Dead peasant insurance isn't as common today as it was in the past due to regulatory changes. Under the Pension Protection Act enacted in 2006, it's illegal for companies to take out life insurance policies on their employees without the employees' consent. Consent must be obtained in writing from each employee who will be covered under this type of policy.
If an employee refuses consent, the employer isn't allowed to fire the employee or take any other adverse action based on the refusal. Even if all employees consent, employers are only allowed to take out corporate-owned life insurance policies on the top 35% of their highest-paid workers. Before these regulations went into effect, many of the top companies in the United States had dead peasant policies on their employees, including Walmart, Winn-Dixie and Dow Chemical.
How Does Dead Peasant Insurance Work?
Dead peasant insurance works much like traditional life insurance, except the employer purchases the policy and pays the premiums. Corporate-owned life insurance policies are available in term and permanent policies, just like other types of life insurance. Term life insurance provides coverage for a set amount of time. If a covered employee dies during the coverage period, the company receives a lump sum of money. Unless the employer pays to renew the policy, it expires at the end of the term.

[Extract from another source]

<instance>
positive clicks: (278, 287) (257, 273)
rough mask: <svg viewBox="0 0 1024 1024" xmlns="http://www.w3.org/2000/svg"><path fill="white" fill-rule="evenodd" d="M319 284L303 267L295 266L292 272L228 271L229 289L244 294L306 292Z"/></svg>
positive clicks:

Corporate-owned life insurance may also be set up under a whole-life or universal life policy, which are both forms of permanent life insurance. Whole-life insurance is effective for as long as the employee is alive, provided the company continues to pay the premium and doesn't cash in the policy. Universal life remains in effect until it matures, as long as the cash value of the policy remains higher than $1. The maturity date is usually when the covered individual turns 95 or 100.
Reasons to Buy Dead Peasant Insurance
Before the Pension Protection Act went into effect, many employers used corporate-owned life insurance policies to reduce their tax liability. They would purchase life insurance on employees and then deduct the premiums, reducing their taxable income. Under the Pension Protection Act, employers can no longer deduct certain expenses unless a covered employee worked for the company for the year prior to his or her death.
Today, one of the main advantages of dead peasant insurance is that the proceeds can be used to hire and train new employees to replace key personnel who have passed away. Depending on the type of policy purchased, employers may also be able to borrow against the value of the insurance, bringing in funds needed to launch new projects.